Ganz still saß sie da, ihre blauen Augen sehr ernst. Irgendetwas spürte er, kaum merklich nur und schwer zu greifen, das ihn mit dieser Frau verband, die gesellschaftlich so weit über ihm stand. „Der Verlust eines Tieres bedeutet für den Bauern, dass seine Frau sich kein neues Kleid leisten kann. Vielleicht wird es auch keinen Zucker mehr in der Vorratskammer geben. Ein paar tote Schafe könnten seine Kinder die Schuhe für den Winter kosten. Irgendwann wird er die Pacht nicht mehr zahlen können“, erklärte er mit unbewegter Miene, „und wird den Rest der Herde schlachten müssen, damit seine Familie überhaupt etwas zu essen hat.“

Mit großen Augen sah sie ihn an.

„Von da ist es nicht mehr weit bis zu seinem völligen Ruin.“ Harry schloss die Hände fest um die Sessellehnen, versuchte, sein Anliegen deutlich zu machen, damit sie verstand, worum es ging. „Das Armenhaus, verstehen Sie.“

„Ah ja. Die Lage ist somit ernster, als ich zunächst dachte.“ Sie seufzte und lehnte sich zurück. „Es scheint so, als müsste ich etwas unternehmen.“ Mit, wie ihm schien, bedauerndem Blick sah sie ihn an.

So, jetzt war es so weit. Endlich. Er machte sich auf das Schlimmste gefasst.

Da hörte er, wie draußen die Tür zugeschlagen würde.

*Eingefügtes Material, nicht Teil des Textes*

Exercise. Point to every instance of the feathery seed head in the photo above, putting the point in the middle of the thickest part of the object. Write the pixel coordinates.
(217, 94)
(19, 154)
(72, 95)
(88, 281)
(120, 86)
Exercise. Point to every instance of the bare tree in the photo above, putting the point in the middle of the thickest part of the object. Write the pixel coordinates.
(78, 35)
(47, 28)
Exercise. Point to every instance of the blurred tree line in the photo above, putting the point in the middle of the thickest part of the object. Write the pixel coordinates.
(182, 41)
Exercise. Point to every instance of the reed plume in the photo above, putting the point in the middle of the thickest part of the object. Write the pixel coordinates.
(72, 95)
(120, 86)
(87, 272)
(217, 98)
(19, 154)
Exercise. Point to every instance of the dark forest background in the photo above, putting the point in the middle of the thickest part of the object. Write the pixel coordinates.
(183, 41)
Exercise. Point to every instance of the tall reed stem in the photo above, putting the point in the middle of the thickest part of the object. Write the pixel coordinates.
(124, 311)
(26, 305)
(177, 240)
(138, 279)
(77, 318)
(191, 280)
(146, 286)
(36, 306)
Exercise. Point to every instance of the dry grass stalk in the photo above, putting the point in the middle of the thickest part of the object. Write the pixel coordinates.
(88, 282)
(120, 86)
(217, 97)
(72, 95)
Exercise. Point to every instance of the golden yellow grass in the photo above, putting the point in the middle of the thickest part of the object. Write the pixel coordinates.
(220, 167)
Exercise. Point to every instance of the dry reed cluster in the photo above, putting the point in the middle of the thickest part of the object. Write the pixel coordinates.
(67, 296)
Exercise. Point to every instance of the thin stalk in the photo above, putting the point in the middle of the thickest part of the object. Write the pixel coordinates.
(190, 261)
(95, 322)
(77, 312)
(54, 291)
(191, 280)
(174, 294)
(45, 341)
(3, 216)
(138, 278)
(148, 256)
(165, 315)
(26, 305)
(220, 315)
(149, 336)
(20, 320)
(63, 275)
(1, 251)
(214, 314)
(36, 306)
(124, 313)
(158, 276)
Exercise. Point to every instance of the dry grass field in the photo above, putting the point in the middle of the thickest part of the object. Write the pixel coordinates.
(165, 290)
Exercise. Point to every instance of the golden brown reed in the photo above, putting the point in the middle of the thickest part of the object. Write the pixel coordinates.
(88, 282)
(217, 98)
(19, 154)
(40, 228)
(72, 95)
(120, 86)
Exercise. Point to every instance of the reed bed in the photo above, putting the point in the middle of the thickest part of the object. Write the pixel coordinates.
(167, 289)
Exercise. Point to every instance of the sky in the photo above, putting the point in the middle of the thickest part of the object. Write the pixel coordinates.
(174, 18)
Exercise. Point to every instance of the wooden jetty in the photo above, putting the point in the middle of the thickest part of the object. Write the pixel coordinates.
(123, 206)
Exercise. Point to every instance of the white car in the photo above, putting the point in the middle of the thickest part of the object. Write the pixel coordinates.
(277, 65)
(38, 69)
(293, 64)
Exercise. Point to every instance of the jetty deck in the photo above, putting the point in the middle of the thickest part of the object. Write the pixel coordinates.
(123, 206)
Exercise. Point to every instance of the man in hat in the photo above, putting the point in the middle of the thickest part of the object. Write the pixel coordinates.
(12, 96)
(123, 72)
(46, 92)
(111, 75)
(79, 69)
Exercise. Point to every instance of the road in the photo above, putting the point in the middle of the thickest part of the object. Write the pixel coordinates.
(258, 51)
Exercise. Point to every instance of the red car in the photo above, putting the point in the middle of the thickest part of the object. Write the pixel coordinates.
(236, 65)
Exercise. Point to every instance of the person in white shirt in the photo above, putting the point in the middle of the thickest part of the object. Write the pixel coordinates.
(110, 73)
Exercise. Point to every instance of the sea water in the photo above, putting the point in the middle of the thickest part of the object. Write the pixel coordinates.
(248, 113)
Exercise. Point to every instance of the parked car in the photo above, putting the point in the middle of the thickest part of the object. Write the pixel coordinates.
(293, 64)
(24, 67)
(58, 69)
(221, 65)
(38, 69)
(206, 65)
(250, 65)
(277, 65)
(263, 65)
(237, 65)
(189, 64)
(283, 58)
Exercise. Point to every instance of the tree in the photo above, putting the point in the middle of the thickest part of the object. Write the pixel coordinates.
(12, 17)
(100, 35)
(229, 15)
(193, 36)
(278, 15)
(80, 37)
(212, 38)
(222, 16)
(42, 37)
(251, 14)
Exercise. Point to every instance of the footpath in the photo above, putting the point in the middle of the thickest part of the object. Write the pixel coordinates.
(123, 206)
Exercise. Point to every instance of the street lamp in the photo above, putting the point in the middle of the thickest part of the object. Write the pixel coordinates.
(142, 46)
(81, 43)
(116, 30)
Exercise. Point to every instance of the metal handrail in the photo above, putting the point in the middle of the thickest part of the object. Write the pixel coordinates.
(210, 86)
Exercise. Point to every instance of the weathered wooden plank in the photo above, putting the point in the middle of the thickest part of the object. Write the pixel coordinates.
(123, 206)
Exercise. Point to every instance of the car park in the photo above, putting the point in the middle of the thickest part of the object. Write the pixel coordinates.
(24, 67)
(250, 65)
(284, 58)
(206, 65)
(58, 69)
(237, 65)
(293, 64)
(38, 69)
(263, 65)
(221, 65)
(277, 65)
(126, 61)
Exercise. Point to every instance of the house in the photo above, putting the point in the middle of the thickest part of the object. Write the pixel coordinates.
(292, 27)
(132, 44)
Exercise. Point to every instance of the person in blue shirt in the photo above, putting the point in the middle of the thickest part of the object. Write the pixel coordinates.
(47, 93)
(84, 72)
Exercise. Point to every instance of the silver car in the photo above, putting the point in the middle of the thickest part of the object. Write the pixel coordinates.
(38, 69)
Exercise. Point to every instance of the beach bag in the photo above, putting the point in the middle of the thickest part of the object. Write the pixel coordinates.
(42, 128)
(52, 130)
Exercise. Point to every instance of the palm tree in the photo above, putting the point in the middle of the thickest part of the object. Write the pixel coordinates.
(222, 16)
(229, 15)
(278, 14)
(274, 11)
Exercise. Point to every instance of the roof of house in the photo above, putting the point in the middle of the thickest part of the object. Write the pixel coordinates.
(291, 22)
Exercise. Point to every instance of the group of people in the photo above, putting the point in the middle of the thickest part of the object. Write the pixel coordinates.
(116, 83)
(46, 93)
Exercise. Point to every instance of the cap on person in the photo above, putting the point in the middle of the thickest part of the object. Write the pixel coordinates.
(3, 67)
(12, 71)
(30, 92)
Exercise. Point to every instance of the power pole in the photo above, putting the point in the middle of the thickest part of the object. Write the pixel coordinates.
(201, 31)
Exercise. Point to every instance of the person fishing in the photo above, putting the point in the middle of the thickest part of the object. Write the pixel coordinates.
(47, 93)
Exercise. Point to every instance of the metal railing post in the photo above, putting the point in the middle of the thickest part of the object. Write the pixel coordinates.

Lady Georgina neigte verwundert den Kopf. „Was …?“

In der Eingangshalle polterte und rumste es, und Harry sprang rasch auf. Streitende Stimmen und Unruhe waren zu vernehmen und kamen stetig näher. Harry stellte sich schützend zwischen Lady Georgina und die Tür. Mit der linken Hand tastete er nach seinem Stiefelschaft.

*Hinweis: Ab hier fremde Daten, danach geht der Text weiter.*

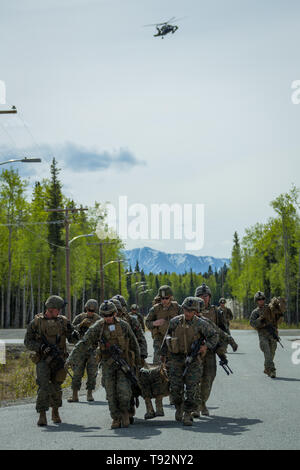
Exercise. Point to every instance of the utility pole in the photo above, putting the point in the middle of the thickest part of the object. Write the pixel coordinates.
(101, 267)
(67, 227)
(120, 284)
(13, 110)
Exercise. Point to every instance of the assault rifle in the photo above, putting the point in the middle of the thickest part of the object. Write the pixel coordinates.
(270, 329)
(54, 355)
(115, 352)
(195, 348)
(224, 363)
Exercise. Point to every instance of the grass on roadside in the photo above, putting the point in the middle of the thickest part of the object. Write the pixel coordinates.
(244, 324)
(18, 378)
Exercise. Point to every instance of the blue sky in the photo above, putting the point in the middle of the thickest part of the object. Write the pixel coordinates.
(203, 116)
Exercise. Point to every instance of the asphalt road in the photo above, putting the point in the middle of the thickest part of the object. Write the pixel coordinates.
(248, 411)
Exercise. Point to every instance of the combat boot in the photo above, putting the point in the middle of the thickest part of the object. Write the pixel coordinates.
(55, 416)
(125, 419)
(74, 398)
(179, 412)
(187, 419)
(116, 423)
(204, 410)
(89, 395)
(42, 419)
(159, 406)
(150, 410)
(196, 413)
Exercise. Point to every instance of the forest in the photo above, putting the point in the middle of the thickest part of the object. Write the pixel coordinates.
(34, 240)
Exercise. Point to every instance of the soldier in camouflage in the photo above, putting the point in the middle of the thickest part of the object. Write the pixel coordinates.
(135, 326)
(227, 313)
(159, 316)
(56, 328)
(82, 323)
(134, 311)
(221, 349)
(212, 313)
(261, 318)
(139, 334)
(183, 330)
(109, 331)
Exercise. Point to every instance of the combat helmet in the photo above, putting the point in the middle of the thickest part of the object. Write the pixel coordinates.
(165, 291)
(107, 307)
(121, 299)
(54, 301)
(191, 303)
(203, 289)
(92, 304)
(117, 303)
(259, 296)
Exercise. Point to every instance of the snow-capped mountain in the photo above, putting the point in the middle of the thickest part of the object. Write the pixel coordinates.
(157, 261)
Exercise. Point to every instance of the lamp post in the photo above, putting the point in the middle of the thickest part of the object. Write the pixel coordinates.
(13, 110)
(23, 160)
(68, 271)
(116, 261)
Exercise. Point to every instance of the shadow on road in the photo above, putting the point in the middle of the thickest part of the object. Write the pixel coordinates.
(142, 430)
(287, 379)
(65, 427)
(91, 403)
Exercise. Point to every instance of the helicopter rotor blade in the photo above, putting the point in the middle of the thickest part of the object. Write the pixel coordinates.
(160, 24)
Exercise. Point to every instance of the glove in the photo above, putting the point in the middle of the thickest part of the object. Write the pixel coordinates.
(76, 335)
(68, 365)
(233, 344)
(45, 350)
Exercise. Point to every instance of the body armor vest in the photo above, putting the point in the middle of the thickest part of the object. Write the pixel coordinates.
(53, 329)
(186, 335)
(117, 337)
(211, 313)
(166, 314)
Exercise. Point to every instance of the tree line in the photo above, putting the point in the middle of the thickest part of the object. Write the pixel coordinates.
(33, 252)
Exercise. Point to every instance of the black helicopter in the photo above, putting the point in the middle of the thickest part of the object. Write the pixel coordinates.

„Und ob ich sie jetzt sprechen werde, Sie Tölpel! Aus dem Weg!“ Die Tür zur Bibliothek wurde aufgerissen, und ein rotgesichtiger Mann stürmte herein.

Greaves folgte ihm dicht auf den Fersen, schnaufend und die Perücke verrutscht. „Mylady, bitte verzeihen Sie vielmals …“

„Schon gut“, meinte Lady Georgina. „Sie können uns jetzt allein lassen.“

Der Butler sah wenig begeistert aus, doch als er Harrys gestrengen Blick auffing, sagte er nur „Mylady“, verbeugte sich und schloss die Tür.

Der ungebetene Gast fuhr herum und wandte sich an Lady Georgina, ohne Harry Beachtung zu schenken. „So kann das nicht weitergehen, Madam! Mir reicht’s. Wenn Sie diesen Bastard, den Sie da in Ihren Diensten haben, nicht in den Griff bekommen, werde ich mich der Sache selbst annehmen, und das mit dem größten Vergnügen, das sage ich Ihnen!“

Das massige Gesicht unter der weiß gepuderten Perücke besorgniserregend gerötet und die Fäuste drohend geballt, kam er auf sie zu. Er sah fast ebenso aus wie an jenem verhängnisvollen Morgen, der mittlerweile achtzehn Jahre zurücklag. Auch im Alter waren seine braunen Augen unter den schweren Lidern auffallend schön. Arme und Schultern waren die eines starken, kräftigen Mannes, bullig wie ein Stier. Die Jahre hatten sie einander im Wuchs zwar nähergebracht, doch noch immer war Harry einen halben Kopf kleiner. Und dieses selbstgefällige Grinsen, das ihm wohl nie von den vollen Lippen wich – das war unverkennbar. Die Erinnerung an dieses Grinsen würde Harry noch bis ins Grab verfolgen.

Der Mann stand nun praktisch vor ihm, schien ihn aber gar nicht zu sehen, hatte er seinen Blick doch unverwandt auf Lady Georgina gerichtet. Harry streckte den rechten Arm aus, um ihm Einhalt zu gebieten. Der Eindringling wollte ihn brüsk beiseitedrängen, Harry hingegen blieb unerbittlich.

„Was zum Teufel …“ Der Mann verstummte und schaute ungläubig auf Harrys Arm. Auf dessen rechte Hand.

Die Hand, an der ein Finger fehlte.

Langsam sah er wieder auf und begegnete Harrys Blick. Jäh flackerte die Erkenntnis in seinen Augen auf.

Harry bleckte die Zähne in einem freudlosen Lächeln, denn nie war ihm weniger freudig zumute gewesen als jetzt. „Silas Granville.“ Auf den Titel verzichtete er ganz bewusst.